Intramyocardial dissecting haematoma (IMDH) with or without subepicardial haematoma is a rare, but known complication of acute myocardial infarction, [1] chest trauma, [2] surgery, [3] percutaneous coronary intervention, [4] after cineventriculography [5] or even spontaneously. [6] IMDH is considered to be an incomplete form of cardiac rupture without haemopericardium. Pathophysiologically, an initial bleed may appear 'contained', only to progress in a relentless fashion along naturally occurring dissection planes between the ventricular spiral muscles, dissecting its way through the myocardium, and in the process, avulsing perforating vessels, which in turn bleed further, thereby establishing a self-propagating process. [4] Pathological findings consist of a cavity filled with blood, the outer wall of which is the myocardium and pericardium and the inner wall, which faces the ventricular cavity, is part of the myocardium and endocardium. Clinical presentation depends on the cause for the haematoma. ECG findings are variable; persistent ST elevation is seen in patients who initially present with STEMI, [1] there may be no ischaemic changes, [3] ST elevation can sometime appear late, [5] it can mimic acute myocardial infarction [6] and can present with recurrent ventricular tachycardia. [7] Persistent ST elevation is an important clue in suggesting intramyocardial dissecting haematoma. In the present case, no ST elevation was perceived initially, probably as the coronary arterial blood flow to the LV was intact. However, subsequently, ST wave elevation occurred in the V5 lead. Imaging modalities used to diagnose IMDH are transthoracic and trans-oesophageal echocardiography, [1] computerised tomography scan and magnetic resonance imaging. [8]
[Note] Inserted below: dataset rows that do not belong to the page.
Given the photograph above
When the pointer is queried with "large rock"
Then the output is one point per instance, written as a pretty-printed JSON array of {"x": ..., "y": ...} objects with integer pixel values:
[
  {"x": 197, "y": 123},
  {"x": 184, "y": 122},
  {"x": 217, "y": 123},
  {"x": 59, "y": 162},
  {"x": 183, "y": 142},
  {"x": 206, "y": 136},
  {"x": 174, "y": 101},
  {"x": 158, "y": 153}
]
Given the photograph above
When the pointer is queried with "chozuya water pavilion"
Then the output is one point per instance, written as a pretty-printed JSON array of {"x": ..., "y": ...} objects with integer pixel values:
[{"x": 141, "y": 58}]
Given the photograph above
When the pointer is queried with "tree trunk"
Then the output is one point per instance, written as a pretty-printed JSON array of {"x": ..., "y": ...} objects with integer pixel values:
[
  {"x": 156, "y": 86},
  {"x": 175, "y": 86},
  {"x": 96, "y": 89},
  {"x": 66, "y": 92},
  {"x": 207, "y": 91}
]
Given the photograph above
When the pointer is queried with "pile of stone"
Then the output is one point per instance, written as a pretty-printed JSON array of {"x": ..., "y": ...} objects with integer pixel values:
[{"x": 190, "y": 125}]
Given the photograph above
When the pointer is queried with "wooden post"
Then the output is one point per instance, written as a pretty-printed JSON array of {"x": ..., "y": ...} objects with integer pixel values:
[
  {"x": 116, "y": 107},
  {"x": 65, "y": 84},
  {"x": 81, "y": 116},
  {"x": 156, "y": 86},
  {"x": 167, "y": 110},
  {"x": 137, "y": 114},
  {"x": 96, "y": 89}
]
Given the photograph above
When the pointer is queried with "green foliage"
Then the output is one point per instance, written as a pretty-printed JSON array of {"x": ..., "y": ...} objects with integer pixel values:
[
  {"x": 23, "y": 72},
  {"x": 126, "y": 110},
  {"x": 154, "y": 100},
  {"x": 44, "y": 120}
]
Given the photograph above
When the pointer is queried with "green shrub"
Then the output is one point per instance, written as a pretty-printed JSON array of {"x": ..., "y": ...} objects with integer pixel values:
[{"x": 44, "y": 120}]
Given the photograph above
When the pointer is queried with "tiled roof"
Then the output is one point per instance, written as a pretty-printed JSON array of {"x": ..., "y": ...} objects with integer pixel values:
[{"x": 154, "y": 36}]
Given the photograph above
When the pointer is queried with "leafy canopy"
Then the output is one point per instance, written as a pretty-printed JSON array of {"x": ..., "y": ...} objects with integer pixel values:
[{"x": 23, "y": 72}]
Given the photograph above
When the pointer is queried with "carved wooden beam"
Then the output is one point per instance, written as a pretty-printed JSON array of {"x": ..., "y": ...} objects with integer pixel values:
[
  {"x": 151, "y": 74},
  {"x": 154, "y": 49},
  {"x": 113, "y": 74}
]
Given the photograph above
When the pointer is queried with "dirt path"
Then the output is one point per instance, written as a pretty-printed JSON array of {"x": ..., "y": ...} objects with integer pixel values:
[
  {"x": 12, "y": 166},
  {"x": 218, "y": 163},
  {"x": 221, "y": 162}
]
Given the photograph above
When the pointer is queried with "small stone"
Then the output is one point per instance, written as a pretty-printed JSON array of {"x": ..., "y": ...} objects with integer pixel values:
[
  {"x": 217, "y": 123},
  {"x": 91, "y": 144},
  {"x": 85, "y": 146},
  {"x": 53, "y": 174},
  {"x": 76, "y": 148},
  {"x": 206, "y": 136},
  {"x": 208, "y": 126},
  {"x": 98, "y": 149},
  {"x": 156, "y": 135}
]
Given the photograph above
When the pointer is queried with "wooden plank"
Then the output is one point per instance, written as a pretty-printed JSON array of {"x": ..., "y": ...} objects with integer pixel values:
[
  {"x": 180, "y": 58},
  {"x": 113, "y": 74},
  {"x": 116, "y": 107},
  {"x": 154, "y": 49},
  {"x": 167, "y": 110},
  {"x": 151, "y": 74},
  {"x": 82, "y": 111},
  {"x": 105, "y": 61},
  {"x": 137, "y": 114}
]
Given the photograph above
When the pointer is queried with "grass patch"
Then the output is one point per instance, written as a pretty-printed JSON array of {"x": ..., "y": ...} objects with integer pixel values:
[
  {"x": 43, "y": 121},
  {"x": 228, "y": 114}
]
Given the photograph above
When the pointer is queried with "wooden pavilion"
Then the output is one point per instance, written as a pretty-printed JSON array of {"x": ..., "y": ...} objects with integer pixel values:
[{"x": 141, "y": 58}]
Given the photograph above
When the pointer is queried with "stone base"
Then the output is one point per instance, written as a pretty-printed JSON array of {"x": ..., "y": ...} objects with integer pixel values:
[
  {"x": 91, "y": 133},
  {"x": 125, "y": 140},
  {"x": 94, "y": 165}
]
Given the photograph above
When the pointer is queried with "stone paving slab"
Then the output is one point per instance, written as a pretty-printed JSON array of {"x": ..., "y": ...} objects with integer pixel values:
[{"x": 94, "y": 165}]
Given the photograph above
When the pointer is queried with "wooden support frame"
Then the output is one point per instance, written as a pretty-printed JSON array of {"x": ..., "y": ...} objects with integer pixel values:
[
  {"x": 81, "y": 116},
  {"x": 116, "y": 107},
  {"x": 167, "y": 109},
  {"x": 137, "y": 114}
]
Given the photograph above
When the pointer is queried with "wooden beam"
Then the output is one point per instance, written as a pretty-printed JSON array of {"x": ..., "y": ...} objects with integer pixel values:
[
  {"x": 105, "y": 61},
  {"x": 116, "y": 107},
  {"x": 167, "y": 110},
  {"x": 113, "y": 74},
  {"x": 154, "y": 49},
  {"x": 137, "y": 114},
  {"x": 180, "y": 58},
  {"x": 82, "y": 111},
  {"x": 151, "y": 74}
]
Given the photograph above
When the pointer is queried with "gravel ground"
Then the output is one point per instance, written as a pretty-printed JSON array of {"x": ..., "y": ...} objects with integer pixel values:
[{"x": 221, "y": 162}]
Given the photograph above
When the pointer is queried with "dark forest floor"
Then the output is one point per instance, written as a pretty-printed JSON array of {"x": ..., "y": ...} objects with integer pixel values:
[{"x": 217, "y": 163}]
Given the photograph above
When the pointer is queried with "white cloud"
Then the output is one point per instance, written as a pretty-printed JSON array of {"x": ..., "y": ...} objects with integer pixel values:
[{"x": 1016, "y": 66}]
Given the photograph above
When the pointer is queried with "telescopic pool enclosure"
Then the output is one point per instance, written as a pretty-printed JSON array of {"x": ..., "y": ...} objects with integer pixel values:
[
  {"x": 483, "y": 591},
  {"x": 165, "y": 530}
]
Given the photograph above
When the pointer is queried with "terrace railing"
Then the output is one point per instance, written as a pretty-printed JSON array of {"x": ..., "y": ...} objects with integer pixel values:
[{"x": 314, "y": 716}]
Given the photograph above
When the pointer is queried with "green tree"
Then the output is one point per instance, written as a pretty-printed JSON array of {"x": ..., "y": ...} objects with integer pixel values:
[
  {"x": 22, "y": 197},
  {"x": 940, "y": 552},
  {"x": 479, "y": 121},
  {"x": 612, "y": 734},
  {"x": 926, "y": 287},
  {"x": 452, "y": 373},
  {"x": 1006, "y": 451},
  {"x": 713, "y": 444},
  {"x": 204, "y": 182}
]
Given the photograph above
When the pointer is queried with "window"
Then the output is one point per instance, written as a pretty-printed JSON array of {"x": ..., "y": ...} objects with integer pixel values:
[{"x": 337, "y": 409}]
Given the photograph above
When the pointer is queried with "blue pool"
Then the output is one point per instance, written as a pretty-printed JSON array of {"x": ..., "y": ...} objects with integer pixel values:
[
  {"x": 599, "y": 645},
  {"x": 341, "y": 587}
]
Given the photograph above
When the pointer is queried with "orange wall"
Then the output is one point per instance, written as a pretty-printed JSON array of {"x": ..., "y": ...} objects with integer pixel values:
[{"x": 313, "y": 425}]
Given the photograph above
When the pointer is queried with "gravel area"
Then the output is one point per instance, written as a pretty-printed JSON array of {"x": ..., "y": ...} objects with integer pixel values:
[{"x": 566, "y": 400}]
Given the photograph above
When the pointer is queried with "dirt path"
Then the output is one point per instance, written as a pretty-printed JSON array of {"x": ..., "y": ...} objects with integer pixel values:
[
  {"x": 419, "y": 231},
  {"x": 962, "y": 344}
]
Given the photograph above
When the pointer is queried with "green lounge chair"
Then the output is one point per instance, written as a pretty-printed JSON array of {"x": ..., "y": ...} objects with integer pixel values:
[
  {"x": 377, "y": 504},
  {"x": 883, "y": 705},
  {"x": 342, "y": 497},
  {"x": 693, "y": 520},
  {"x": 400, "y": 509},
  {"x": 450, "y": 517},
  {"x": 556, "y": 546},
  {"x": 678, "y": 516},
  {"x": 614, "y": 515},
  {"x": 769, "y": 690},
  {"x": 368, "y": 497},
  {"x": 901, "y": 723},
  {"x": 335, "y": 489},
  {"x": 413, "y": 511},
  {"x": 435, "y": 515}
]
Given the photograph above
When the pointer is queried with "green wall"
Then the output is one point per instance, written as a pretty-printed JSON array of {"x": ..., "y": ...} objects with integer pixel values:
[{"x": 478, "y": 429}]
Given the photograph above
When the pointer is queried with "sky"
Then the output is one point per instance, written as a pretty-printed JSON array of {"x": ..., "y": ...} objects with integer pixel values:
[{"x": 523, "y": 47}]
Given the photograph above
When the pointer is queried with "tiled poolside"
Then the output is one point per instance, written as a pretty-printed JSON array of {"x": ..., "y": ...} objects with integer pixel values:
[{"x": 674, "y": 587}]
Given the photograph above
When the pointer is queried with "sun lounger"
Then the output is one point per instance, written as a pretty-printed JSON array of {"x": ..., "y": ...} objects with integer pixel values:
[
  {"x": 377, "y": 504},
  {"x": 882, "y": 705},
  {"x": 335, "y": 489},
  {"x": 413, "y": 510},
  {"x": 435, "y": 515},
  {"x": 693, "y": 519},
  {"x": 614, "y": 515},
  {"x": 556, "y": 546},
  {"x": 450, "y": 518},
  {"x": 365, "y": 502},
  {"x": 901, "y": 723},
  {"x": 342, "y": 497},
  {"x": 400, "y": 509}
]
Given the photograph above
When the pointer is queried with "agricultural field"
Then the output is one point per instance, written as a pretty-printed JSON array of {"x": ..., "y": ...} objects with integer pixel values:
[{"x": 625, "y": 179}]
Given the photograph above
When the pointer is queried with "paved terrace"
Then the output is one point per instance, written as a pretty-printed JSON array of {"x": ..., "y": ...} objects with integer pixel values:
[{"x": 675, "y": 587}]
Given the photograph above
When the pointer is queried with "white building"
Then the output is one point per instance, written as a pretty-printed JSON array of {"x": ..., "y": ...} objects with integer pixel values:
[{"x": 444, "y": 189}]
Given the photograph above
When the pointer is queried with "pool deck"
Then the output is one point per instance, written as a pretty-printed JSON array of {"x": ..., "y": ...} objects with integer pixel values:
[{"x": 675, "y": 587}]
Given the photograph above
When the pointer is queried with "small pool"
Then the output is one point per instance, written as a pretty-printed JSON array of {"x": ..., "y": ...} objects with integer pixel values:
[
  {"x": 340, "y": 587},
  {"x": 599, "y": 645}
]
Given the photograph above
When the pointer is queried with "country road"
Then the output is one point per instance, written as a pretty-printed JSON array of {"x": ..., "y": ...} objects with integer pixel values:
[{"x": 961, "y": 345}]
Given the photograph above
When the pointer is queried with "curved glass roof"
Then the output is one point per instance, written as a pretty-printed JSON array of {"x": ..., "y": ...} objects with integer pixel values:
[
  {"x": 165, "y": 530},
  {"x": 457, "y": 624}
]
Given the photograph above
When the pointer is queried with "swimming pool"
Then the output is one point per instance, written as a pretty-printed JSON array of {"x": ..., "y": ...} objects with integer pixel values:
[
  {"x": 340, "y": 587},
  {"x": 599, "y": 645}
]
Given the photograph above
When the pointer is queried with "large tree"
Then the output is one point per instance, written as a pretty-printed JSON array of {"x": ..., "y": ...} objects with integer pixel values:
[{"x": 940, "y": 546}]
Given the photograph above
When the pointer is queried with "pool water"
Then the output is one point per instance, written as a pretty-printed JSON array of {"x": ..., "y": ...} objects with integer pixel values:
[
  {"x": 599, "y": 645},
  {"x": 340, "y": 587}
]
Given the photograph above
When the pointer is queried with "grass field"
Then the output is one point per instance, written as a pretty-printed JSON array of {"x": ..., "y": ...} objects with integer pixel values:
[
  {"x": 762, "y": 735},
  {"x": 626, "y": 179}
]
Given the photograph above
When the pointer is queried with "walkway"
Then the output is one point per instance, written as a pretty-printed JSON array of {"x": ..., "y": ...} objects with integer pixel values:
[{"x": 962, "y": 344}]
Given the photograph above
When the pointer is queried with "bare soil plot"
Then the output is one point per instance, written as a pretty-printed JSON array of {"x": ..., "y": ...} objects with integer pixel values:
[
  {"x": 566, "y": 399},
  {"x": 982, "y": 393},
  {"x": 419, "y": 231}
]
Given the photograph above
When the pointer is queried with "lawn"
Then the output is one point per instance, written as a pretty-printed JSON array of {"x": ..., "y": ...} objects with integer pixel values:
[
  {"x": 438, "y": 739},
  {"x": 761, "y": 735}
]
The differential diagnosis of IMDH includes prominent ventricular trabeculations, intracavitary thrombi, and pseudoaneurysm. Careful examination of the endocardial and epicardial layers is extremely important, and contrast material is useful to delimit the endocardial borders and distinguish prominent ventricular trabeculations, thrombi, or pseudoaneurysm, whereas colour Doppler ultrasound would detect the presence of a communication with the endocardial or pericardial cavities. [1] Haematoma acoustic characteristics depended on time of evolution. It can be seen as a echodense mass in acute bleed or cystic-like, echo-lucent cavity may be seen adjacent to severely hypokinetic or dyskinetic infarct-related segments. [1] Haemodynamically stable patients are managed conservatively with spontaneous resolution occurring in some cases, [8] and in unstable patients, surgical evacuation with or without glue patch repair has been reported. [3],[4],[7],[9]

This case illustrates an intramyocardial haematoma following mitral valve replacement surgery that was diagnosed intraoperatively by TOE. For an accurate diagnosis, a detailed examination in different views needs to be done as it is possible to be missed if the views are restricted. In the present case, only one view displayed the pathology. The exact cause for this complication in this patient is not known but may be due to injury occurring at the mitral annulus leading to atrio-ventricular disruption followed by rupture of perforating vessels, thereby resulting in extravasation of blood into the muscle and subepicardium.